A sud del confine per cambiare il mondo
Oliver Stone torna in Sud America, e stavolta Cuba è solo una delle tappe di un viaggio che comincia in Venezuela, dove il regista di Platoon è approdato per intervistare Hugo Chavez, presidente trionfatore di ben tredici libere elezioni, eroe nazionale e spauracchio dell'amminstrazione Bush. E se il nome di Chavez evoca in voi l'idea di un pericoloso dittatore, nulla di strano: è semplicemente un residuo del lavaggio del cervello mediatico americano; Bush e i suoi responsabili di politica estera, infatti, hanno ostacolato Chavez sin dalla sua prima candidatura presidenziale - manipolando le televisioni private per sostenere l'opposizione e fabbricare gravi accuse a suo carico, nonché assecondando un golpe (fallito per volontà popolare) ai suoi danni - e con lui tutti i Bolivariani, statisti sudamericani seguaci del Libertador Simon Bolivar e fautori di una politica non sufficientemente "amichevole" nei confronti degli States e delle loro esigenze petrolifere.

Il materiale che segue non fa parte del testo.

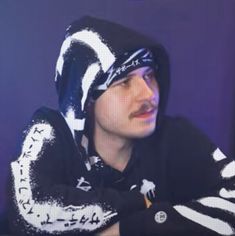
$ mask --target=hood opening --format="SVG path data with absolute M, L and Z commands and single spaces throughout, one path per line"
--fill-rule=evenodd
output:
M 153 39 L 107 20 L 85 16 L 66 30 L 56 66 L 56 88 L 59 109 L 68 123 L 78 148 L 87 135 L 87 104 L 94 87 L 101 84 L 104 74 L 125 53 L 148 48 L 157 70 L 160 103 L 157 126 L 165 112 L 169 87 L 169 57 L 163 46 Z

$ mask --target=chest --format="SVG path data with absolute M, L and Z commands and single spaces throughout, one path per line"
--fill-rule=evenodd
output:
M 80 161 L 69 167 L 69 185 L 82 191 L 98 188 L 113 188 L 118 191 L 139 191 L 154 201 L 167 201 L 170 191 L 166 164 L 155 157 L 140 157 L 134 160 L 124 172 L 108 166 L 92 167 L 88 170 Z

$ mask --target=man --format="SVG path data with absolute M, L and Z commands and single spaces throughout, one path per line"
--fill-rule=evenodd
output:
M 17 235 L 234 235 L 235 162 L 164 115 L 165 50 L 92 17 L 66 32 L 59 111 L 41 108 L 12 162 Z

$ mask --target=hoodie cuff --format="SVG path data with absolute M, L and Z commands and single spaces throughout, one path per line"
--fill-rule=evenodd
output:
M 136 191 L 130 191 L 123 193 L 122 210 L 119 212 L 121 218 L 130 216 L 133 213 L 146 209 L 144 196 Z
M 119 222 L 120 236 L 143 236 L 144 225 L 143 225 L 143 212 L 139 212 L 130 217 L 124 218 Z
M 150 208 L 122 218 L 119 224 L 120 236 L 172 235 L 172 229 L 179 230 L 178 214 L 168 203 L 153 204 Z M 179 224 L 183 225 L 183 224 Z M 174 234 L 174 233 L 173 233 Z

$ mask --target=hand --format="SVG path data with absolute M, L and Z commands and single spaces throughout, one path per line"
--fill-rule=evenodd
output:
M 96 236 L 120 236 L 119 233 L 119 222 L 96 234 Z
M 146 196 L 144 196 L 144 200 L 145 200 L 146 208 L 149 208 L 152 205 L 152 202 L 150 202 Z

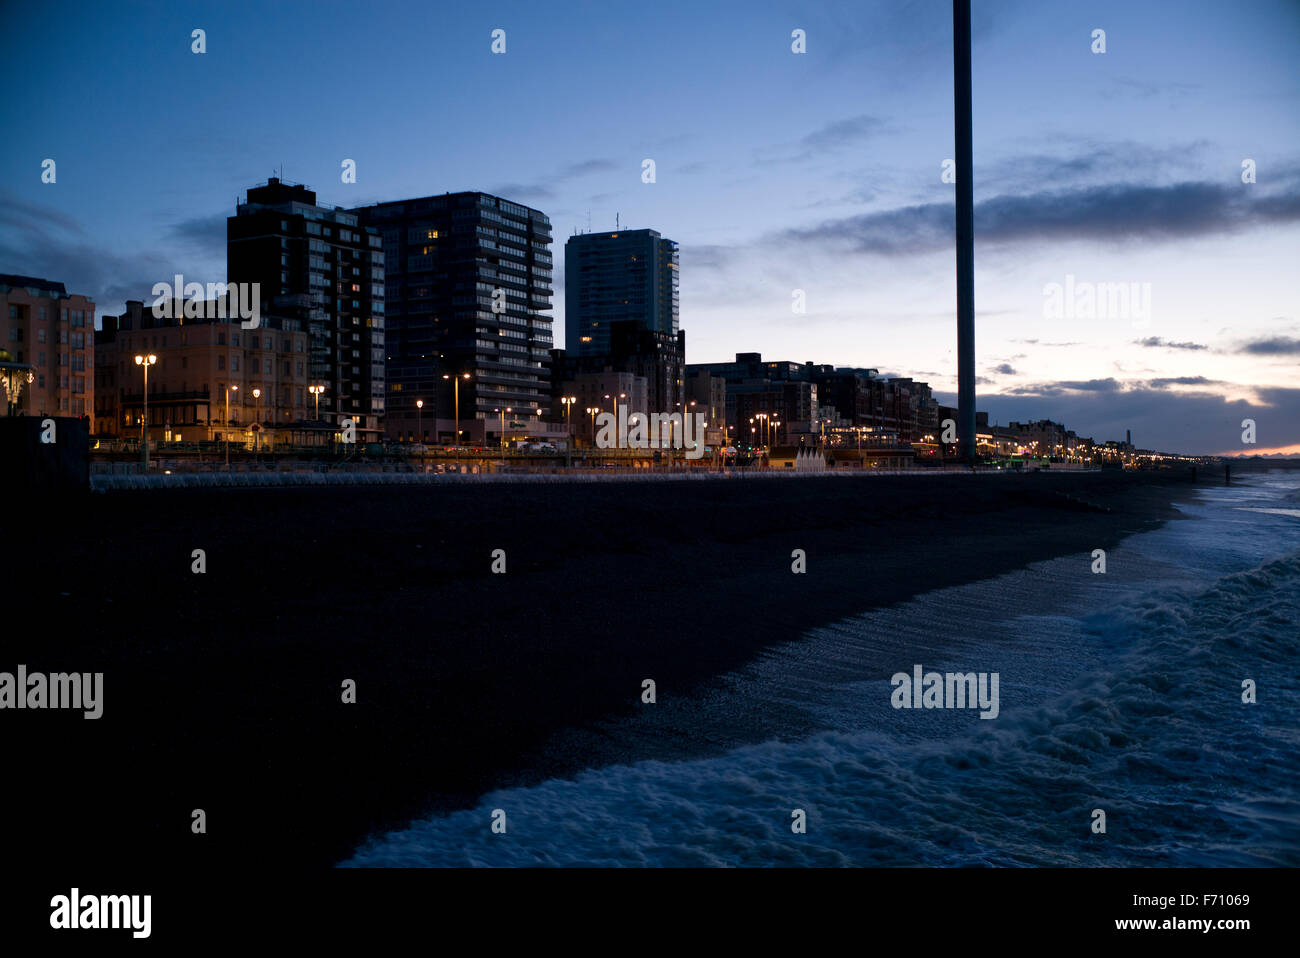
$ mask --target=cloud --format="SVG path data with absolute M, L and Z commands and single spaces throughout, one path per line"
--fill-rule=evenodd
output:
M 1295 356 L 1300 355 L 1300 339 L 1290 336 L 1273 336 L 1269 339 L 1253 339 L 1243 343 L 1237 350 L 1251 356 Z
M 569 180 L 575 180 L 593 173 L 608 173 L 619 168 L 619 164 L 609 159 L 583 160 L 561 167 L 546 179 L 536 183 L 505 183 L 488 190 L 495 196 L 520 201 L 555 199 L 556 190 Z
M 859 144 L 886 129 L 888 125 L 879 117 L 865 113 L 845 117 L 818 127 L 793 143 L 759 147 L 754 151 L 754 160 L 759 164 L 803 163 L 813 157 Z
M 167 230 L 169 238 L 189 243 L 214 256 L 226 255 L 226 214 L 196 216 L 174 223 Z
M 1159 336 L 1148 336 L 1146 339 L 1133 340 L 1134 346 L 1146 346 L 1151 349 L 1206 349 L 1208 347 L 1200 343 L 1175 343 L 1168 339 L 1161 339 Z
M 810 153 L 825 153 L 860 143 L 867 137 L 879 133 L 884 125 L 883 120 L 864 113 L 828 123 L 821 129 L 809 133 L 799 142 Z
M 993 367 L 993 372 L 995 372 L 995 373 L 1001 373 L 1003 376 L 1014 376 L 1014 375 L 1016 375 L 1016 371 L 1015 371 L 1015 369 L 1012 367 L 1012 365 L 1011 365 L 1010 363 L 1002 363 L 1000 366 L 994 366 L 994 367 Z
M 216 278 L 225 275 L 224 253 L 223 240 Z M 205 257 L 198 262 L 209 269 L 215 265 Z M 147 299 L 154 283 L 170 281 L 176 273 L 188 277 L 193 272 L 195 279 L 201 278 L 201 271 L 184 268 L 167 254 L 106 250 L 87 242 L 85 230 L 72 217 L 8 197 L 0 204 L 0 263 L 20 275 L 61 282 L 69 293 L 93 299 L 97 315 L 116 312 L 128 299 Z
M 1295 222 L 1300 222 L 1295 185 L 1266 194 L 1207 182 L 1119 183 L 984 200 L 975 206 L 975 239 L 981 244 L 1170 241 Z M 950 249 L 953 232 L 952 204 L 924 203 L 787 229 L 775 238 L 900 256 Z
M 1043 383 L 981 395 L 978 408 L 989 413 L 991 422 L 1051 419 L 1098 442 L 1123 438 L 1124 431 L 1131 429 L 1139 448 L 1162 452 L 1252 452 L 1253 447 L 1241 445 L 1241 420 L 1245 418 L 1258 424 L 1261 447 L 1300 443 L 1300 389 L 1259 387 L 1249 399 L 1227 398 L 1221 390 L 1204 388 L 1216 385 L 1213 380 L 1198 383 L 1199 379 L 1185 377 L 1185 384 L 1192 388 L 1184 390 L 1165 388 L 1169 383 L 1183 384 L 1181 380 Z M 1080 385 L 1100 388 L 1058 388 Z M 946 401 L 943 396 L 937 398 Z

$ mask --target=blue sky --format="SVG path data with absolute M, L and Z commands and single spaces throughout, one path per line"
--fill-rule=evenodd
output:
M 174 272 L 223 279 L 225 217 L 283 165 L 327 203 L 482 189 L 544 210 L 557 344 L 563 240 L 617 213 L 681 244 L 690 361 L 760 351 L 955 392 L 941 0 L 0 18 L 0 271 L 101 313 Z M 974 0 L 973 22 L 980 408 L 1189 452 L 1254 451 L 1250 417 L 1260 450 L 1300 447 L 1300 4 Z M 1150 310 L 1053 318 L 1044 288 L 1067 276 L 1150 284 Z

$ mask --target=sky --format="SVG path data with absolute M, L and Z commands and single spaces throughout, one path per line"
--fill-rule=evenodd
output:
M 1300 3 L 973 0 L 972 24 L 978 408 L 1300 453 Z M 0 3 L 0 84 L 0 272 L 100 315 L 223 280 L 226 217 L 283 168 L 333 205 L 544 211 L 557 346 L 563 242 L 617 216 L 680 244 L 688 362 L 955 404 L 944 0 Z

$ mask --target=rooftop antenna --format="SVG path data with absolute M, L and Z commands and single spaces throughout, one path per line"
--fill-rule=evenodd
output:
M 614 229 L 615 229 L 615 231 L 617 231 L 617 230 L 619 229 L 619 225 L 618 225 L 618 214 L 617 214 L 617 213 L 614 214 Z
M 587 232 L 591 232 L 591 210 L 587 210 Z

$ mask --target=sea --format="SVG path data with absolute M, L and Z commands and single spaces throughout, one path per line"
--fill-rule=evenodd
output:
M 1065 556 L 925 593 L 646 706 L 653 733 L 761 701 L 798 716 L 786 734 L 502 789 L 341 864 L 1300 865 L 1300 471 L 1178 508 L 1104 572 Z M 997 717 L 895 708 L 916 665 L 996 672 Z

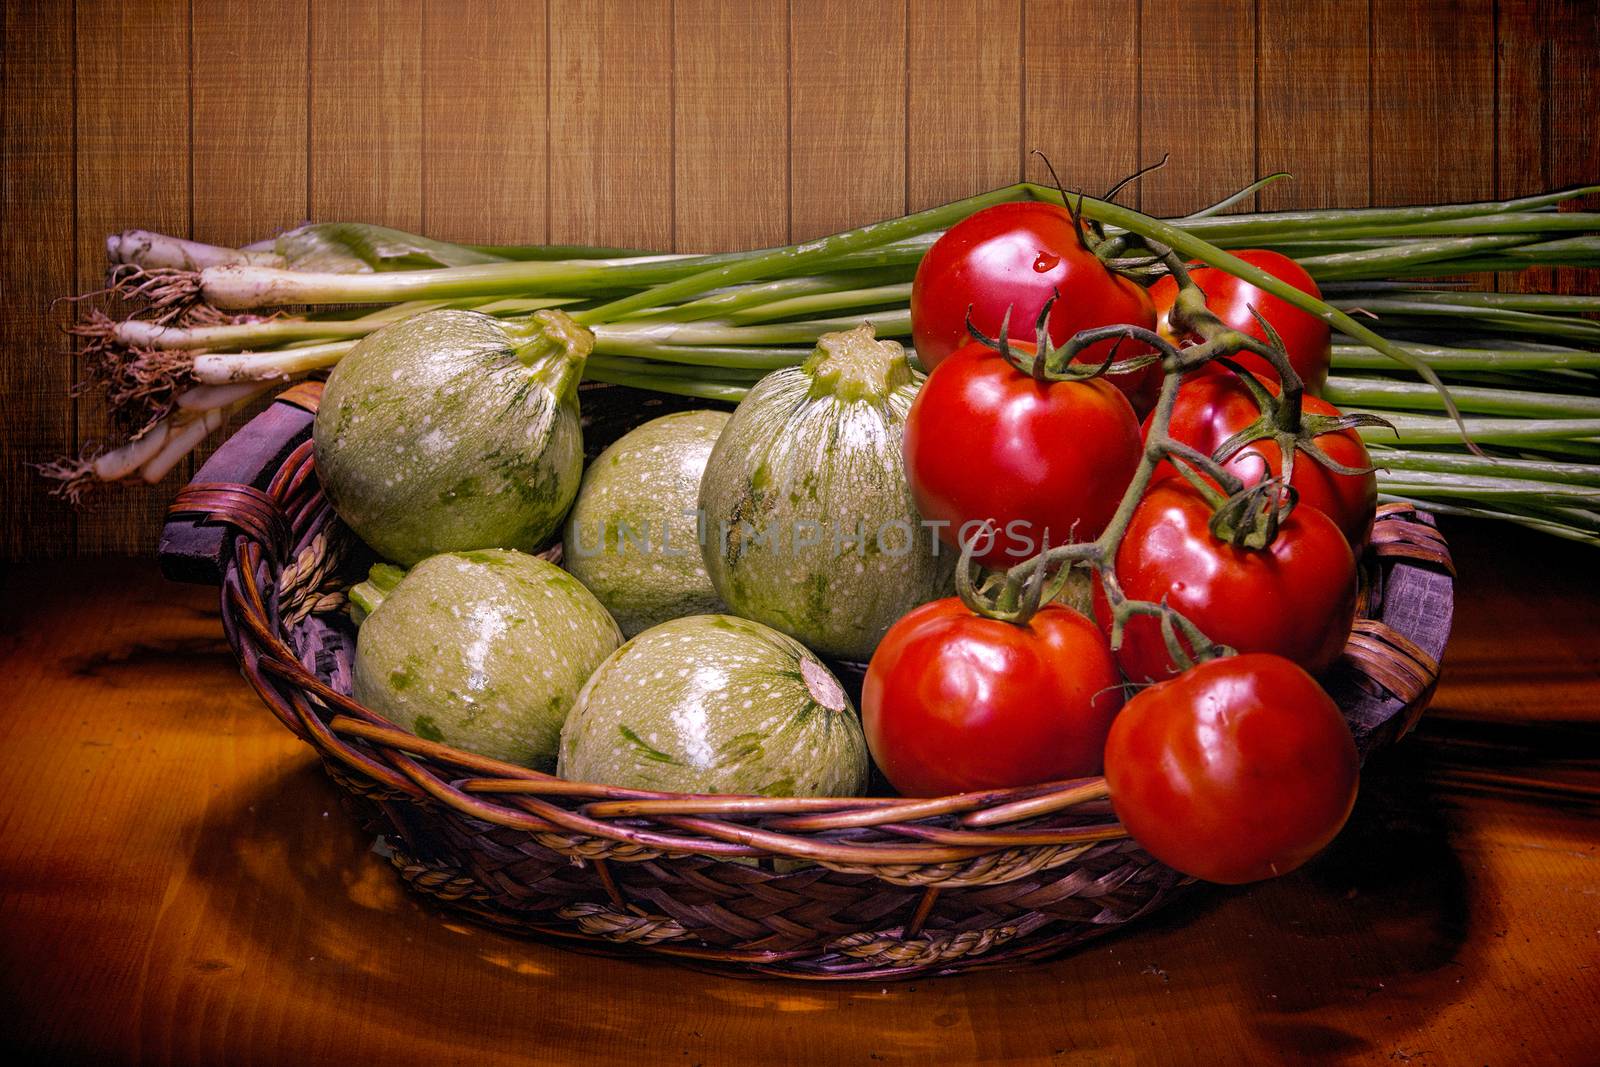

Dopo la visita in Venezuela, dove Stone resta sedotto dall'energia e dal contagioso, ingenuo, colorito ottimismo del "tiranno", la troupe di South of the Border si sposta in altri paesi sudamericani in cui sono al potere forze d'ispirazione bolivariana e socialista. Di qui le interviste con Evo Morales, primo presidente indigeno della Bolivia, Lula da Silva, ex operaio metalmeccanico e trentanovesimo presidente del Brasile, Cristina Kirshner, volitivo e carismatico successore alla guida dell'Argentina di suo marito Nestor Kirshner, l'ex vescovo ora presidente paraguagio Fernando Lugo, il giovane e grintoso presidente ecuadoriano Rafael Correa, e infine Raul Castro, fratello di Fidel attualmente alla guida della Isla Grande. Personaggi di varia estrazione e dai percorsi diversi accomunati da un orientamento di centro-sinistra e da un sogno: trovare un'intesa tra i paesi sudamericani che porti, sul modello dell'Unione Europea, all'adozione di una moneta unica e alla capacità di creare una grande forza in grado di tenere testa politicamente alla superpotenza a nord del confine. Come già in Comandante e in Persona non grata, Stone è presente nel suo documentario come intervistatore ma anche come coscienza critica, non solo della politica estera del suo paese nativo ma anche, in diverse occasioni, del comportamento passato e presente dei suoi ospiti latini - i quali sono tutti presentati in maniera snella ma efficace. Dei paesi di cui sono alla guida, invece, Stone offre un quadro piuttosto parziale dal punto di vista informativo, analizzandone soprattutto i rapporti (e i debiti) con il Fondo Monetario Internazionale, organismo controllato in larga parte dagli USA che ha imposto negli anni misure che favorissero il gigante nordamericano in cambio dei propri aiuti, e tralasciando invece di illustrare le attuali politiche economiche e non dei vari capi di stato e delle loro forze di governo. Approfondire, probabilmente, è compito nostro: Stone si limita a mostrare ai suoi conterranei e al resto del mondo un'immagine non minata dalla lampante falsità dei media stelle e strisce di personaggi sempre interessanti, ma spesso anche controversi. Il resto, si spera, verrà da sé.